King will forever be known for her 1973 victory over Bobby Riggs in the so-called "Battle of the Sexes." The match, played in the cavernous Houston Astrodome and televised nationally, was as much burlesque as tennis. But at the height of the women's liberation movement, its significance transcended sport. In defeating Riggs, the aging male chauvinist oink-oink, in three decisive sets, King laid to rest notions that testosterone was a prerequisite for athletic ability and intestinal fortitude. "Before that, women were chokers who couldn't take the pressure," says King. "Except, of course, in childbirth." Truth be told, King was so nervous before the match that she vomited in the locker room.

Her devotion to causes wasn't limited to tennis.

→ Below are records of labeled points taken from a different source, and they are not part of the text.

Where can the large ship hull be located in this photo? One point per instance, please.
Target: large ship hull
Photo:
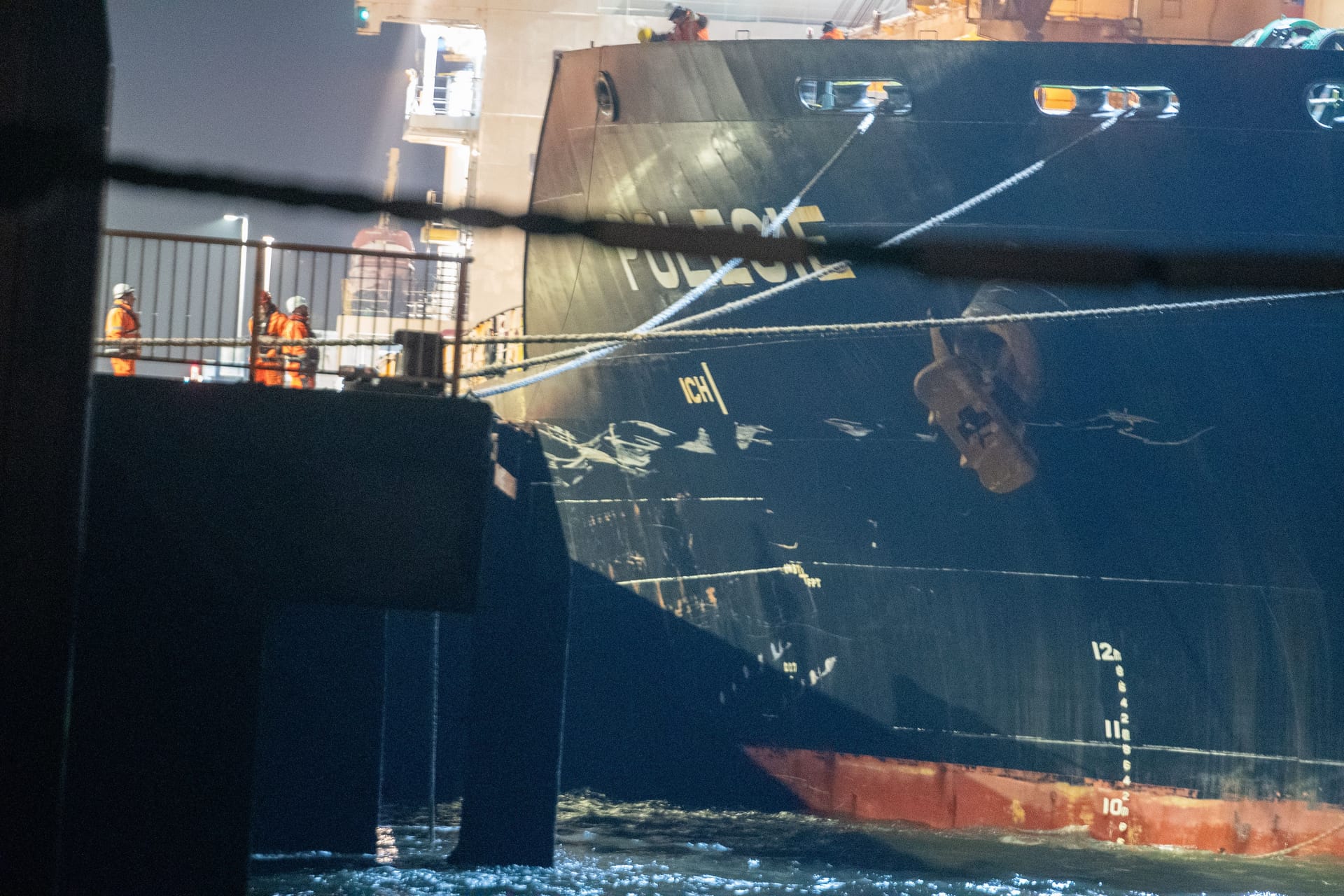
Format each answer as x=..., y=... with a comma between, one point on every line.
x=802, y=597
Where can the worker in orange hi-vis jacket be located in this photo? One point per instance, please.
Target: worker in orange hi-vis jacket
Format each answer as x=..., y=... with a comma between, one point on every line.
x=122, y=323
x=302, y=362
x=270, y=370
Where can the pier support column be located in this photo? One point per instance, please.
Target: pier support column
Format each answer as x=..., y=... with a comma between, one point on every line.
x=52, y=80
x=519, y=640
x=209, y=507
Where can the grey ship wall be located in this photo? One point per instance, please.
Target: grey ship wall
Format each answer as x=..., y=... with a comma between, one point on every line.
x=1187, y=504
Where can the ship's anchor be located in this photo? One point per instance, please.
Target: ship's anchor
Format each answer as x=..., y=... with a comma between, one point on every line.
x=968, y=386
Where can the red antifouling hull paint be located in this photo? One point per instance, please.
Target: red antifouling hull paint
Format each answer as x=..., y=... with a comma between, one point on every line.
x=944, y=796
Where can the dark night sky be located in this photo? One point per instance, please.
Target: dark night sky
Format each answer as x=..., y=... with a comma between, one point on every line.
x=283, y=89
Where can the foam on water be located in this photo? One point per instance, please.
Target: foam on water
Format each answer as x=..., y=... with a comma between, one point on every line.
x=609, y=848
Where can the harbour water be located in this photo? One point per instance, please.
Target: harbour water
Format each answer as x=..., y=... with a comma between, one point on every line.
x=651, y=848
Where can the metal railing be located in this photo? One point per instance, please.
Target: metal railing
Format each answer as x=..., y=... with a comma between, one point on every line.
x=195, y=298
x=787, y=11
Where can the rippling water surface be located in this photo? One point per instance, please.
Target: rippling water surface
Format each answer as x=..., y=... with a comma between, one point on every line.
x=650, y=848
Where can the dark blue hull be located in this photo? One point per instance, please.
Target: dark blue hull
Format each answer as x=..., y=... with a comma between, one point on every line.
x=1158, y=606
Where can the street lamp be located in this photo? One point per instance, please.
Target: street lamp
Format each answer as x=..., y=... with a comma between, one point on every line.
x=265, y=270
x=242, y=277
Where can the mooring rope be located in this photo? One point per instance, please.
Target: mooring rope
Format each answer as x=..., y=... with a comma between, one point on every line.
x=603, y=351
x=678, y=333
x=914, y=324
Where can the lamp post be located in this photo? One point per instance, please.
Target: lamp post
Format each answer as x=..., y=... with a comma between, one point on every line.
x=242, y=281
x=265, y=270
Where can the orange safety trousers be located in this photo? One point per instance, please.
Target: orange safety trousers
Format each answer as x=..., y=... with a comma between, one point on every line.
x=122, y=323
x=270, y=370
x=296, y=328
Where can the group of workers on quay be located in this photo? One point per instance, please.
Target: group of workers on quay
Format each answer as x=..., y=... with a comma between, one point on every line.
x=692, y=26
x=300, y=362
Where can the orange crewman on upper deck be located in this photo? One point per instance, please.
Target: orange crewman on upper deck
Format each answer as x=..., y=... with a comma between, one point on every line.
x=302, y=359
x=269, y=370
x=122, y=323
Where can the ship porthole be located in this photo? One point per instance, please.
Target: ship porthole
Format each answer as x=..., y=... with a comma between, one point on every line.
x=605, y=92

In 1974 she helped create the Women's Sports Foundation, and she has long been a vocal supporter of Title IX. Today, in addition to serving on the board of a Fortune 500 corporation, the 56-year-old King (who retired from competitive tennis in '84) captains the U.S. Federation Cup team and remains active in, as she puts it, "growing the game of tennis" -- a game now filled with millionaire female athletes who are international celebrities. "Like the slogan says, We've come a long way," says Lindsay Davenport. "And we owe a big debt to Billie Jean King.

--L. Jon Wertheim

Athletes were selected by Sports Illustrated For Women, Sports Illustrated and CNN/SI editors, writers and correspondents who considered the athletes' on-field performance and achievements, plus their contributions to women's sports. Because athletic achievement was a key criterion, women whose contributions were made solely in administration and coaching are not included.